After the gateway have been created, all you need to do is to download a script to configure your gateway device. In this case, as I´m running a Windows Server 2016 TP3 I´ll have to pick the Server 2012 R2 option. Click “Download VPN Device Script” to the right.
Once the script has been downloaded, copy the file to your server and rename it with the extension “.ps1” to make it a Powershell script. Go to your server and run the script which may take somewhere between 2-7 minutes based on the performance of your server. I have had some trouble with the line of the script that should restart the Remote Access service so I removed the line before running the script. After a manual restart of the service, I was able to connect the VPN to the Azure gateway with some Powershell commands seen below.
In an elevated Powershell console, start by importing the module needed with the command “Import-Module RemoteAccess” followed by the command “Connect-VPNS2SInterface –Name “your IP”. The correct command can be found at the bottom of the script.
The last step is to verify that we´re really connected with the command “Get-VPNS2SInterface”.
Now go back to the Azure portal where you see the gateway and click Connect at the bottom pane.
You will after a short while see this instead and we´re now connected and the on-prem servers can start communicating with the Azure VM´s.
Note that the Azure VM TBSM01 seen above has the IP 172.16.3.36 and remember the 172.16.0.60 internal IP of the gateway server. As you can see, the communication works prefectly J.
And lastly to show you that I can connect from another server on-prem cross-subnets, below you can see me initiaing a remote desktop connection from my SCOM server TBOM01 to the “soon-to-be” Service Manager server.
Information on the different gateway types and levels
When dealing with these kind of things as VPN tunnels in Azure, there are some limitations to be aware of. The tunnel I´ve created in this post is a Basic tunnel, the others need to be created through Powershell. As I mentioned in the beginning of the post, I´m on a 100/100 Mbit/s internet connection, which means that I can practically (I get around 95 Mbit/s upwards) almost maximize both the Basic and Standard gateways in that matter. What you can also see is that Basic can´t coexist with Express route.
|SKU||VPN GATEWAY AND EXPRESSROUTE COEXIST||EXPRESSROUTE GATEWAY THROUGHPUT||VPN GATEWAY THROUGHPUT||VPN GATEWAY MAX IPSEC TUNNELS|
|Basic||No||500 Mbps||100 Mbps||10|
|Standard||Yes||1000 Mbps||100 Mbps||10|
|High Performance||Yes||2000 Mbps||200 Mbps||30|
The difference between Static and Dynamic routing gateways
A static routing gateway is a policy-based VPN that encrypt and direct packets through IPSec tunnels based on address prefixes between the on-prem network and the Azure virtual network (VNET). The policy is usually an access list inside the VPN configuration.
A dynamic routing gateway relies solely on routing and uses routes when forwarding IP packets into the correct tunnel. The tunnel interface then encrypt the packet on its way in to the tunnel and decrypts it on its way out of the tunnel.

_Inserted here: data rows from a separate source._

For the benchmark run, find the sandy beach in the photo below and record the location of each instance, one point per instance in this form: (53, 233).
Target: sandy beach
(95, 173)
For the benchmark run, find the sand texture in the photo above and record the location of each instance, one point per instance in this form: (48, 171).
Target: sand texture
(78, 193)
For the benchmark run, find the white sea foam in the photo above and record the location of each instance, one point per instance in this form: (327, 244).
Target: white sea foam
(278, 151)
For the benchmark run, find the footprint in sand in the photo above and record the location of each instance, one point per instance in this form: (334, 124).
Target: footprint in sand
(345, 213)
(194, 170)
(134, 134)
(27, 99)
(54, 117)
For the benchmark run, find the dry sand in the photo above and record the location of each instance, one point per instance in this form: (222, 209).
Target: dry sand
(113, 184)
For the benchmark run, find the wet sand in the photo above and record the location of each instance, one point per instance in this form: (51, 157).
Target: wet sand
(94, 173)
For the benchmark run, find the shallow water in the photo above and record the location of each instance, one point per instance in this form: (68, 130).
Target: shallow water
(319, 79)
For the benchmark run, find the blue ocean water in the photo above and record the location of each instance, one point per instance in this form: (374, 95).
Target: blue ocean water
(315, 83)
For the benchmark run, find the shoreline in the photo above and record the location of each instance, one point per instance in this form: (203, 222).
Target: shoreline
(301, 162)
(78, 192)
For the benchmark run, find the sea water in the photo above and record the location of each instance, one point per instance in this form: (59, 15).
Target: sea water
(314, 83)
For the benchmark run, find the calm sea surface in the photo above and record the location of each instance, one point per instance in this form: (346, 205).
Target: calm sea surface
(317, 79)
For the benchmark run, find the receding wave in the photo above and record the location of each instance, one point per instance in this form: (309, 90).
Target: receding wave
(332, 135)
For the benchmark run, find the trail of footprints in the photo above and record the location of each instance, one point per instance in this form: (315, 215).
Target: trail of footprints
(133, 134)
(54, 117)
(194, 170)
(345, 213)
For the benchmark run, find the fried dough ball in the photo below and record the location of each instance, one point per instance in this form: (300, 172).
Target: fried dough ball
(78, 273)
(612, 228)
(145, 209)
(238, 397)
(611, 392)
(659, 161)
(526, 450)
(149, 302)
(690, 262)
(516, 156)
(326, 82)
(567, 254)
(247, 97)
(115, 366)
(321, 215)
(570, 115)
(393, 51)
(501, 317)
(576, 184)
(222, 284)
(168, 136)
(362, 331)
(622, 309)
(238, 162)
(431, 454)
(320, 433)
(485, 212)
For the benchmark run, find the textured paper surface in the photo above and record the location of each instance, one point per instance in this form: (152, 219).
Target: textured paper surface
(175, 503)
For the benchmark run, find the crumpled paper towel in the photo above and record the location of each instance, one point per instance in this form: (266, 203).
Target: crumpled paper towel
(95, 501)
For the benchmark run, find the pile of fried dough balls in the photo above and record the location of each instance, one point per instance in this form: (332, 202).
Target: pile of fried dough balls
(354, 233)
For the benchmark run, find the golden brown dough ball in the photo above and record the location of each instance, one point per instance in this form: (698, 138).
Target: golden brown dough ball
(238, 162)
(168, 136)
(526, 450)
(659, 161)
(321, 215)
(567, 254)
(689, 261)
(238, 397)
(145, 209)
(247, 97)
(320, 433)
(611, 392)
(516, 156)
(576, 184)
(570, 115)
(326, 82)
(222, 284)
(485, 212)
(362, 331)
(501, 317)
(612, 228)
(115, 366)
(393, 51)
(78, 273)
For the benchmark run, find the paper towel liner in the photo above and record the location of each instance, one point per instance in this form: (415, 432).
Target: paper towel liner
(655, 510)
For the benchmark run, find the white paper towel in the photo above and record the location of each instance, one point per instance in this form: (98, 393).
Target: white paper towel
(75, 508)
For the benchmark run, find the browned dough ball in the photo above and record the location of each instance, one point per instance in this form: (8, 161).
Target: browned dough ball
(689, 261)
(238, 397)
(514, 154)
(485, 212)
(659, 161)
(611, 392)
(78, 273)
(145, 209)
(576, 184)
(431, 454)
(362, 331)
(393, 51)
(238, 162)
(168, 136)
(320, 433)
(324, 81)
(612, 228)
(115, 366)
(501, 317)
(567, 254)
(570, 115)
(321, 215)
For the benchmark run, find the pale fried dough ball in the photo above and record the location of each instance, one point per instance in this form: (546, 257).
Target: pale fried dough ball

If you want something faster, even more secure and the lowest latency, you should consider the expressroute option instead or as well.
To find out more on the different types including Expressroute, check the Azure VPN Gateway FAQ.
As I´ve shown here, running on max capacity isn’t the same anymore as having to buy additional hardware. With this solution, I´m able to keep expanding my lab environment up in Azure and from now on I can deploy as many VM´s as I want (at least until I run out of money).